Hands cold, head aching from staring at screens in the dark and no food to line an ill stomach, what better time to listen to The Libertines? With ears ringing and heart throbbing, a single crumb of a break would do dividends. No. Run Run Run, the latest piece from a returning Pete Docherty and company, is a tremendous breath of fresh air for those who remember those glory days of You’re My Waterloo glory days. It was nine years ago almost – certainly, that will be the case for the release of their latest record, All Quiet on the Eastern Esplanade. These Likely Lads return to form with Run Run Run, though it is clear to see times have changed.
That is the dominating thought over any qualities Run Run Run may find itself pronouncing to the world. Their brash and indie-dependent style is still present but the life on the lash vocals feel jaded and tired, much like those who sang in this style a decade and a half ago. The Libertines’ efforts are falling short, but a welcome return and pulpy chorus steady the ship.
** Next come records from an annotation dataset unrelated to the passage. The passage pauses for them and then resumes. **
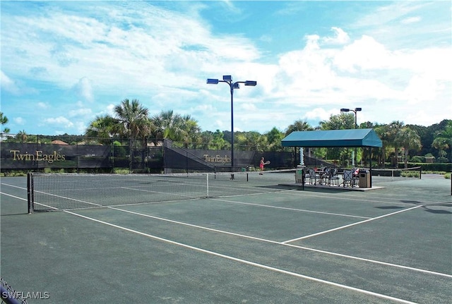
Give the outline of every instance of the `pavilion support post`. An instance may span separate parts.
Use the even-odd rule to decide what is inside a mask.
[[[372,147],[369,147],[369,174],[370,174],[370,188],[372,188]]]

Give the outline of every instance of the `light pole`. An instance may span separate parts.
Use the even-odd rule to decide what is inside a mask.
[[[207,79],[208,85],[218,85],[218,83],[227,83],[231,90],[231,167],[232,172],[234,172],[234,89],[239,89],[239,83],[244,83],[245,85],[254,87],[257,85],[257,81],[246,80],[233,82],[232,76],[230,75],[223,75],[222,80],[213,78]],[[234,174],[231,175],[231,178],[234,179]]]
[[[355,113],[355,128],[357,129],[358,128],[358,125],[357,124],[356,122],[356,114],[357,112],[359,112],[362,110],[361,108],[355,108],[355,109],[341,109],[340,111],[341,112],[350,112],[350,111],[352,111],[353,113]],[[355,155],[353,157],[353,164],[355,165],[355,164],[356,164],[356,153],[357,153],[357,148],[356,147],[355,147]]]

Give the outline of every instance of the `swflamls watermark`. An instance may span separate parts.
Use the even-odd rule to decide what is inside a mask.
[[[2,299],[20,298],[23,300],[47,300],[50,298],[50,293],[49,291],[6,291],[0,293],[0,298]]]

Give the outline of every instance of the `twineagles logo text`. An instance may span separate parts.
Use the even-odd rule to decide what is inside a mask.
[[[44,154],[42,151],[35,151],[33,154],[26,152],[25,154],[20,154],[20,150],[10,150],[10,153],[13,154],[13,161],[32,161],[32,162],[47,162],[52,164],[54,162],[62,162],[66,160],[66,157],[54,151],[52,154]]]
[[[204,161],[207,162],[220,162],[222,164],[231,162],[231,158],[228,157],[227,155],[225,155],[225,157],[222,157],[220,155],[215,155],[213,157],[213,156],[209,156],[209,154],[205,154],[203,156],[204,157]]]

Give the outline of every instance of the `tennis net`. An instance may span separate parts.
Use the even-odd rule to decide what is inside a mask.
[[[403,178],[421,178],[420,166],[406,169],[372,169],[372,176],[390,177],[391,181]]]
[[[295,169],[174,174],[28,176],[28,212],[243,195],[280,190]]]

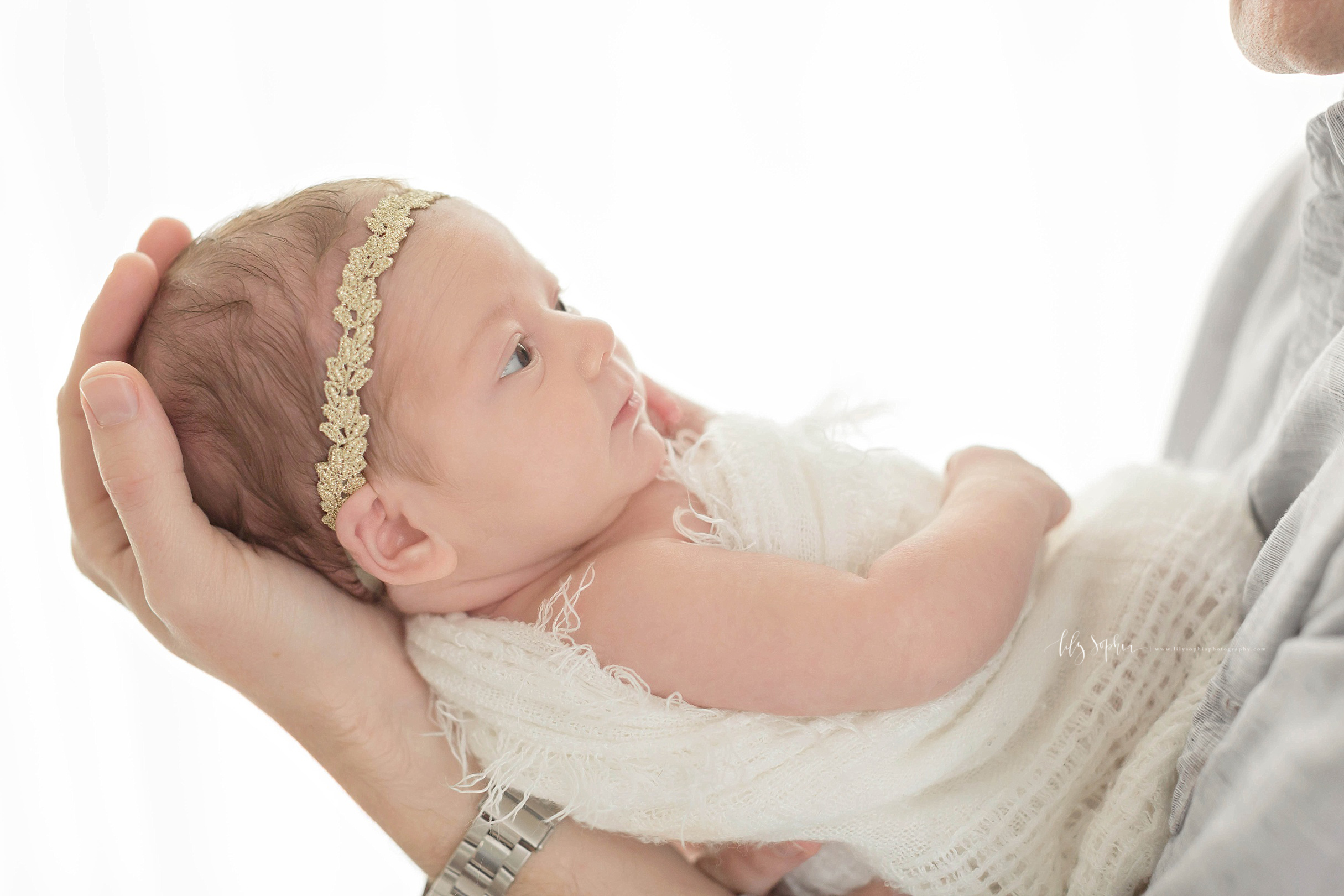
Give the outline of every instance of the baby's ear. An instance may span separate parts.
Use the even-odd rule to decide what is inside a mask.
[[[415,528],[367,482],[336,513],[336,537],[355,563],[387,584],[421,584],[457,568],[453,545]]]

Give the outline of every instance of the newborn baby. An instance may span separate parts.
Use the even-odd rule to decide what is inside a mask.
[[[1067,631],[1048,670],[1040,656],[1052,643],[1009,647],[1015,635],[1023,639],[1028,618],[1040,621],[1039,631],[1086,618],[1124,623],[1130,635],[1184,631],[1187,641],[1226,642],[1238,576],[1258,547],[1234,493],[1171,472],[1130,480],[1128,490],[1113,486],[1113,494],[1148,489],[1169,513],[1150,514],[1156,523],[1142,531],[1109,531],[1121,549],[1105,553],[1094,540],[1050,568],[1090,564],[1114,578],[1121,566],[1148,563],[1132,556],[1137,548],[1126,553],[1126,539],[1156,551],[1165,549],[1172,533],[1184,533],[1180,537],[1189,544],[1181,543],[1183,552],[1161,559],[1160,579],[1167,583],[1161,594],[1168,596],[1154,599],[1150,583],[1130,587],[1126,579],[1124,587],[1106,586],[1107,594],[1121,596],[1082,594],[1051,603],[1048,588],[1034,590],[1034,570],[1050,548],[1046,533],[1064,519],[1070,504],[1036,467],[1008,451],[972,449],[954,455],[945,481],[938,482],[894,454],[864,467],[862,453],[827,442],[814,429],[790,434],[737,418],[711,423],[702,439],[687,434],[669,443],[650,424],[645,384],[612,328],[567,308],[555,277],[499,222],[462,200],[438,196],[417,208],[405,239],[394,240],[395,263],[386,273],[374,269],[366,283],[371,298],[376,277],[383,302],[380,314],[372,312],[376,356],[362,355],[349,367],[358,371],[367,360],[376,371],[367,383],[364,376],[351,380],[358,382],[371,420],[366,449],[362,429],[337,433],[340,427],[331,424],[331,408],[349,407],[328,386],[324,408],[324,379],[333,376],[333,368],[328,361],[324,371],[323,359],[336,353],[341,340],[332,313],[337,290],[352,282],[347,254],[370,236],[362,222],[384,196],[402,192],[399,184],[372,180],[301,191],[203,234],[164,277],[134,361],[173,422],[194,497],[211,520],[312,566],[355,596],[370,599],[386,588],[386,599],[403,613],[438,617],[411,626],[413,658],[442,696],[454,733],[489,766],[491,787],[524,786],[556,799],[581,821],[649,838],[812,837],[849,844],[849,852],[832,853],[831,865],[849,865],[853,880],[835,883],[832,875],[828,884],[821,880],[825,875],[798,875],[796,885],[813,892],[843,892],[840,887],[874,875],[907,892],[1060,892],[1071,873],[1077,880],[1073,866],[1083,849],[1083,822],[1102,803],[1126,756],[1157,729],[1154,720],[1165,717],[1179,695],[1196,692],[1199,676],[1207,680],[1212,666],[1207,661],[1198,670],[1189,664],[1163,666],[1160,685],[1148,688],[1134,684],[1142,673],[1133,664],[1101,678],[1094,672],[1064,672],[1075,665]],[[371,321],[343,320],[347,339],[371,334],[372,329],[360,330],[366,322],[372,326]],[[347,352],[344,340],[341,345],[341,356],[355,351]],[[359,406],[351,407],[356,415],[347,418],[356,419]],[[320,431],[324,410],[328,426]],[[341,451],[348,446],[339,443],[333,450],[331,441],[347,435],[368,466],[363,476],[352,469],[336,477],[335,497],[323,494],[324,514],[314,465],[328,458],[332,469],[344,469],[345,461],[333,458],[345,458],[348,451]],[[750,450],[743,453],[745,447]],[[766,458],[777,461],[780,470],[814,466],[800,478],[804,485],[789,493],[798,498],[794,504],[806,504],[808,513],[825,504],[824,494],[809,496],[809,489],[827,481],[827,470],[848,465],[845,476],[855,488],[847,494],[853,508],[866,500],[878,502],[866,517],[867,528],[849,533],[862,541],[863,549],[852,552],[856,559],[828,564],[825,551],[775,545],[766,531],[761,537],[728,539],[734,525],[745,529],[750,521],[745,505],[757,492],[777,490],[782,474],[754,485],[755,492],[737,493],[711,488],[710,474],[731,472],[734,463],[746,470],[755,463],[753,457],[761,458],[761,470],[775,469]],[[696,458],[707,463],[698,466]],[[1111,501],[1111,506],[1118,505]],[[872,521],[878,512],[890,512],[899,525],[878,532],[882,527]],[[833,532],[839,516],[831,510],[832,519],[818,531]],[[1097,517],[1087,516],[1075,529],[1086,531]],[[1203,567],[1188,563],[1204,555],[1210,557]],[[1142,579],[1134,575],[1134,582]],[[1173,579],[1180,580],[1172,584]],[[579,587],[571,590],[575,580]],[[1071,582],[1082,579],[1075,575]],[[1032,602],[1054,606],[1055,615],[1050,607],[1038,611]],[[1167,610],[1187,602],[1198,611],[1195,623]],[[1091,613],[1091,604],[1106,607],[1109,615],[1066,613],[1075,607]],[[1154,622],[1159,618],[1163,625]],[[470,641],[473,633],[496,638],[504,649],[492,653],[495,646]],[[1095,638],[1114,633],[1089,634],[1094,645]],[[1066,638],[1068,661],[1062,658]],[[474,657],[466,656],[473,650]],[[517,668],[554,680],[556,695],[585,674],[606,676],[593,678],[595,686],[610,681],[622,690],[602,705],[629,699],[640,712],[655,713],[652,728],[691,720],[689,728],[679,731],[712,724],[722,733],[720,723],[727,719],[742,744],[767,735],[802,746],[784,751],[788,756],[770,768],[734,763],[731,751],[708,751],[704,755],[719,763],[711,770],[715,780],[708,782],[661,762],[655,750],[644,755],[649,768],[677,767],[681,776],[653,782],[646,790],[669,799],[680,793],[681,802],[672,799],[676,809],[636,805],[641,799],[637,787],[625,787],[599,770],[602,763],[636,767],[629,755],[598,755],[591,744],[558,750],[555,725],[511,729],[517,712],[509,700],[516,700],[523,682],[515,678],[505,688],[513,696],[492,703],[482,697],[491,688],[474,681],[474,672],[464,672],[480,669],[481,656],[500,660],[495,665],[503,669],[507,658],[523,654],[535,654],[536,661],[519,661]],[[1028,658],[1013,666],[1017,654]],[[454,657],[464,656],[465,662],[453,665]],[[1003,673],[1009,668],[1017,669],[1015,685],[1013,676]],[[1089,666],[1103,668],[1118,666],[1097,660]],[[1110,700],[1121,693],[1116,688],[1128,686],[1122,680],[1133,685],[1124,692],[1125,700],[1146,699],[1142,712],[1125,704],[1121,713],[1114,701],[1107,711],[1095,701],[1103,693],[1099,681],[1110,688],[1105,690]],[[1089,689],[1093,703],[1078,696]],[[574,690],[573,697],[574,713],[582,715],[583,695]],[[1055,707],[1058,717],[1042,715],[1050,708],[1046,704]],[[556,705],[563,715],[560,697]],[[1082,728],[1075,732],[1064,717],[1068,713],[1059,715],[1064,709],[1116,717],[1106,731],[1125,731],[1106,737]],[[593,707],[583,712],[595,717]],[[633,717],[605,719],[602,731],[614,732]],[[1161,736],[1183,739],[1180,723],[1177,713],[1175,727],[1163,728]],[[777,724],[784,727],[771,728]],[[872,724],[878,727],[866,728]],[[949,752],[946,739],[953,731],[960,752]],[[808,818],[809,806],[782,803],[769,810],[757,806],[754,814],[696,817],[694,806],[712,802],[711,790],[715,798],[731,791],[724,805],[746,806],[749,798],[759,797],[751,790],[754,783],[778,775],[801,756],[824,759],[849,736],[845,732],[882,747],[870,756],[874,763],[899,760],[905,771],[930,774],[903,793],[879,793],[878,787],[866,805],[853,806],[849,818],[835,811]],[[966,748],[972,742],[974,748]],[[1075,756],[1082,755],[1078,744],[1090,751],[1086,763]],[[1172,744],[1164,744],[1153,754],[1164,758],[1157,775],[1169,774],[1163,763],[1175,760]],[[695,740],[683,747],[698,750]],[[1021,755],[1038,747],[1050,752],[1059,766],[1051,780],[1073,775],[1068,780],[1077,779],[1077,786],[1056,787],[1058,805],[1044,805],[1043,791],[1032,790],[1027,802],[1040,803],[1035,814],[999,825],[1007,833],[995,834],[992,849],[981,842],[981,830],[966,841],[974,850],[968,858],[966,848],[958,845],[973,827],[965,806],[977,806],[970,814],[984,815],[993,814],[993,805],[1001,814],[996,821],[1003,821],[1009,811],[1020,813],[1004,794],[1016,791],[1016,799],[1023,799],[1030,790],[1007,780],[1001,767],[992,774],[985,770],[985,754],[1016,755],[1009,747]],[[943,762],[953,752],[958,759]],[[942,758],[941,764],[930,764],[933,755]],[[977,755],[981,759],[972,759]],[[820,767],[824,771],[824,763]],[[816,774],[817,766],[797,768],[798,778],[825,778]],[[704,778],[703,772],[696,774]],[[583,780],[591,786],[585,789]],[[875,774],[874,780],[894,779]],[[828,786],[832,793],[862,787],[862,771]],[[1157,782],[1157,799],[1161,786]],[[942,803],[939,793],[946,794]],[[892,827],[882,821],[883,813],[914,818],[918,813],[910,799],[915,798],[943,809],[923,815],[917,836],[883,840],[887,834],[880,832]],[[812,803],[812,809],[820,805]],[[953,803],[961,806],[960,814],[945,811]],[[1164,811],[1152,806],[1150,815]],[[1063,821],[1052,827],[1039,821],[1054,814]],[[762,818],[773,821],[762,823]],[[1064,821],[1073,832],[1068,842],[1043,846]],[[1120,850],[1129,862],[1124,875],[1114,870],[1114,862],[1106,865],[1117,887],[1129,881],[1125,885],[1133,889],[1145,864],[1150,869],[1156,861],[1156,854],[1148,856],[1153,836],[1144,836],[1146,852],[1140,850],[1137,858]],[[1111,848],[1103,842],[1094,852],[1101,856]],[[1048,858],[1034,858],[1046,856],[1043,850]],[[1103,864],[1095,861],[1097,868]]]

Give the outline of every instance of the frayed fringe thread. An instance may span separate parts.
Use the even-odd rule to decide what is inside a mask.
[[[555,590],[555,594],[547,598],[538,610],[536,622],[531,623],[531,627],[544,635],[555,638],[563,645],[563,647],[559,647],[555,653],[546,658],[546,664],[555,670],[559,680],[578,678],[585,672],[597,669],[603,676],[607,676],[620,684],[622,688],[637,692],[630,693],[628,690],[625,699],[613,699],[607,703],[607,705],[626,703],[630,699],[640,700],[641,696],[645,699],[650,697],[652,690],[648,682],[645,682],[637,672],[620,665],[602,666],[591,646],[578,643],[574,639],[574,633],[578,631],[582,625],[577,606],[578,599],[583,590],[593,584],[594,579],[594,564],[590,563],[583,571],[583,575],[579,578],[579,584],[573,594],[570,592],[573,576],[569,576]],[[524,688],[526,682],[520,682],[519,686]],[[664,697],[663,701],[669,709],[680,708],[683,711],[704,712],[710,715],[718,715],[720,712],[716,709],[692,707],[684,701],[680,693],[676,692]],[[591,708],[589,709],[591,711]],[[442,700],[435,701],[434,716],[435,721],[442,728],[444,735],[448,737],[449,750],[453,756],[458,760],[464,770],[468,768],[470,754],[466,747],[465,725],[472,721],[470,716],[457,715],[457,712],[454,712],[454,709]],[[453,789],[458,793],[484,794],[481,806],[495,814],[496,818],[500,817],[497,813],[504,791],[512,786],[507,782],[544,779],[555,768],[564,770],[567,772],[564,776],[567,776],[571,782],[570,793],[575,794],[575,797],[562,805],[559,811],[548,819],[559,821],[571,815],[577,810],[590,809],[590,801],[582,799],[578,794],[595,793],[599,789],[590,785],[595,785],[599,779],[605,779],[605,776],[594,774],[595,771],[605,771],[605,768],[599,764],[594,764],[591,770],[586,768],[582,763],[577,764],[574,762],[574,756],[555,754],[550,748],[530,740],[503,737],[499,747],[499,755],[493,762],[485,764],[485,767],[474,774],[464,774],[462,779],[453,786]],[[524,790],[520,787],[520,790],[524,797],[532,795],[530,789]],[[511,813],[509,817],[512,817],[512,814],[513,813]]]

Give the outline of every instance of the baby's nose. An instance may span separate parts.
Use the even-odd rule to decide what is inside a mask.
[[[583,326],[583,349],[579,352],[579,369],[585,379],[595,379],[606,367],[607,359],[616,351],[616,330],[597,317],[581,317],[575,321]]]

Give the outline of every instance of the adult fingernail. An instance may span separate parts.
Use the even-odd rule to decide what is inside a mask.
[[[140,411],[134,384],[118,373],[90,376],[79,383],[79,394],[89,403],[98,426],[125,423]]]

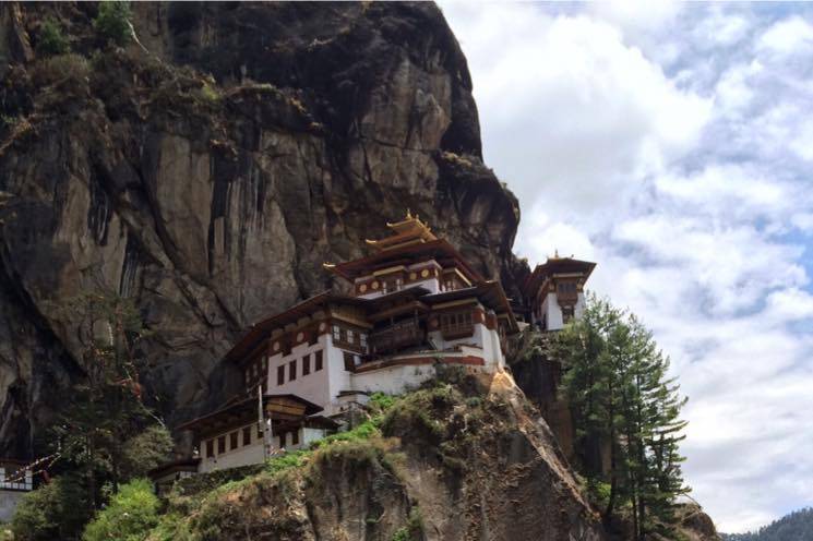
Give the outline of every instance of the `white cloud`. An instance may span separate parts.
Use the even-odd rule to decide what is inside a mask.
[[[475,97],[488,104],[486,159],[526,207],[543,197],[550,213],[566,209],[563,218],[623,200],[636,188],[631,178],[680,157],[708,118],[709,100],[679,89],[605,22],[551,17],[535,4],[444,12],[471,21],[455,31]]]
[[[653,328],[690,396],[694,496],[724,531],[813,504],[804,8],[443,8],[516,251],[597,261],[588,286]]]
[[[791,16],[765,31],[757,47],[778,55],[809,52],[813,48],[813,25],[801,16]]]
London-centric loving and longing is responsible with its instrumentals and where Docherty has held firm with his vocal presence, his lyrical nominations are not up to scratch. Hangovers and one-night stands were overcooked by the time The Inbetweeners wrapped – and though The Libertines are still stuck in those trenches, there is still some love to have for Run Run Run.
Catchy and short tracks are not few and far between, but the repetitive simplicity found here is decent enough. Flirtations with generic tuning do little to stop the rising promise of the latter half for Run Run Run. Where it may not overcome the Two Door Cinema Club generalities which end up associated with an era or period now dated in the eyes of many – it is reassuring to hear The Libertines still hold musical quality considering their longevity. Harrowing it may be to hear their twenty-fifth anniversary is already a year behind us, it is clear to hear Docherty and company are in fine form. It is just a shame about the dated material within, the blaggers and lovers in Camden Town as though it were still the centre of the world.
A band enraged and picked apart by the tabloids is no longer the perky piece it once was. Does it detract or add to The Libertines? Much of the era they found themselves in was of overexposure – and now they would be lucky to see their work smuggle its way into the Top 20. Key to the success of Run Run Run is acclimatising to the changing times. Do the charts matter anymore? Do The Libertines? One does, and for the sake of clarity, it is the latter who does. Run Run Run will do little to the stock and respectability of the Docherty-fronted band and it is a far stretch from clueless, but this song of simple rhyming swings and chore-like checklist of booze, belting out the hits and the borderline lad culture found within, is a tremendous shame.